A look at his list of responsibilities makes that clear. He’s involved in two research groups. (His primary interest: synthesizing new dyes for use in solar cells.) He works as a teaching assistant. He’s an officer in three different student groups: the International Graduate Student Association, the Persian Student Association and the Chemistry Graduate Student Association. He hopes to finish his dissertation within two to three years.
All that work keeps him on campus until about 9 p.m. three days per week, and about 7 p.m. other days. He comes in to work some weekends, too.
And those are just his responsibilities at school. He’s also a husband and father. So he moves things around to spend as much time as he can with his wife, Aida, and his 2-year-old daughter, Ailin, who moved here with Mohammad from Iran about two years ago.
“You don’t want to miss them,” Nozari said. “You don’t want to ignore them. But you also don’t want to ignore your research.”
Sometimes that means some creative scheduling. Often, he’ll get in a few hours of studying after Aida and Ailin are asleep, leaving him with perhaps four hours of sleep before heading back to campus.
Aida’s visa does not allow her to work in the U.S., and she stays home to care for Ailin. That means Mohammad’s wages from his teaching position must support three people instead of one. Affordability concerns were a big reason the family decided to live in the suburbs to the southwest of the city.
Of course, that adds another element to Mohammad’s schedule: commuting. Whether he takes the SEPTA Regional Rail system or drives, it takes him about 45 minutes to get to campus.
“All people who commute, they have to learn to balance their time,” Nozari said.

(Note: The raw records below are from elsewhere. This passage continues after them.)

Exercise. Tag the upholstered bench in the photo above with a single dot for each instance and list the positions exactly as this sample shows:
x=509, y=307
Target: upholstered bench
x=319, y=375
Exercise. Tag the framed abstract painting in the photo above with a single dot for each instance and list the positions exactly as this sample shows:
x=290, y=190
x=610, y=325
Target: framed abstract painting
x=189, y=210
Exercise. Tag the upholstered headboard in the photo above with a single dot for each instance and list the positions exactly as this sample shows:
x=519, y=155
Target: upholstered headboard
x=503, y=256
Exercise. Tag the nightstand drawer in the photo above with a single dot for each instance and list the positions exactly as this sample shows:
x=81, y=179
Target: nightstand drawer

He tries to use his commuting time constructively. Right now, he’s learning to speak Spanish and Italian. He already speaks five languages: Azari (his first language), Turkish, Persian, English and French.
Nozari acknowledges that his packed schedule makes things difficult sometimes. But when asked what it’s like being a parent in graduate school, the first thing he mentions are the advantages he has.
“When I get home, my daughter and my wife welcome me with a smile, and all tiredness is gone,” Nozari said. Many other international students, especially, report feeling homesick while in graduate school, he said. But with his wife and daughter at his side, that hasn’t been a problem for him.
And as he works toward his goal of a good job in academia or industry, Mohammad’s family also provides him with maximum motivation to do good work — and fast.
“I have to really focus on what I’m doing,” Nozari said. “I have plans. Sometimes I get really tired, but because of them, I have to push myself harder.”